On August 12, 2008 2:41 AMAnnette M. Heidmannwrote... This was an interesting post, posing an interesting question, and I enjoyed discussing it with my husband. Paul currently provides software engineering services to a very large corporation (General Dynamics). He has also worked at Honeywell and Motorola, also very large, impersonal corporations. However, rather than feeling like a sort of "small cog in a big machine," his perspective has always been that he is Mel. He provides a high value service to whichever company can pay him a salary and benefits commensurate with his skills, but the company is in no way responsible for or over him -- rather, the company with which he decides to contract is simply his client.
On August 13, 2008 1:41 PMThe Danewrote... I know you said you didn't want to discuss anything prior to a certain point you had arrived at in the post, but since I couldn't get to that point myself, I did have a question. Don't think of this as an argument, just me wondering.
Is a statement like "All truth is God's truth" really very meaningful to the discussion? I've heard this more often than I'd have expected to hear it and it never really makes sense to me.
To my ears it sounds about on par with all cattle are God's cattle, all government is God's government, and all whore's are God's whores. Each of these is, of course, true. But none of them relate to who (beyond God) is responsible for them.
It could be that I'm entirely missing the point of the phrase, but as it seems on the face of it, "All ____ is God's _____" seems more to do with acknowledgment of God's sovereignty over all and less to do with how we mete out the middle-management responsibilities over the things over which God is sovereign.

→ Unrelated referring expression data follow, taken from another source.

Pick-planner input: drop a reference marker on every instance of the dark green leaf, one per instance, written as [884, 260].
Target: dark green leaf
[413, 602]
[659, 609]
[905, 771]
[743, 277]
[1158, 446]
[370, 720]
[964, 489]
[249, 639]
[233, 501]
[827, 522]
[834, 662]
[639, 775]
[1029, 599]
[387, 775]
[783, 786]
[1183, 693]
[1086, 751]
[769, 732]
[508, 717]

On August 13, 2008 1:49 PMValerie (Kyriosity)wrote... God's sovereignty is indeed the point. If the middle managers are failing to acknowledge or communicate that point, then they are derelict in their duties. And if a Christian father is delegating the education of his children to others, he should ensure that they are ready, willing and able to acknowledge or communicate that point pervasively in all they teach. Not that anyone's going to do this perfectly, but I believe Scripture requires them to do it purposefully.
On August 13, 2008 3:17 PMThe Danewrote... Oh, I think I missed something. I thought you were saying that because all truth was God's truth, then education is the responsibility of the father. But it sounds like you're presuming that responsibility before the All Truth statement.
Whether I agree or not, that makes more sense. I think I just misread you the first time.
On August 13, 2008 3:31 PMValerie (Kyriosity)wrote... I guess I was sort of saying that, now that I go back and look at the context. Fathers are responsible for raising their children in the nurture and admonition of the Lord. Learning to acknowledge God's sovereignty in all things is a significant chunk of that. Ergo fathers are responsible to make sure it happens. Clear as mud?
On August 13, 2008 6:02 PMThe Danewrote... Yup. Now we just have to figure out if education is the same thing as the nurture and admonition of the lord (or at least a subsidiary part of that). I'm pretty sure that it's not (or at least that a large portion of it is not), but since that's not your subject here, I'll politely bow out.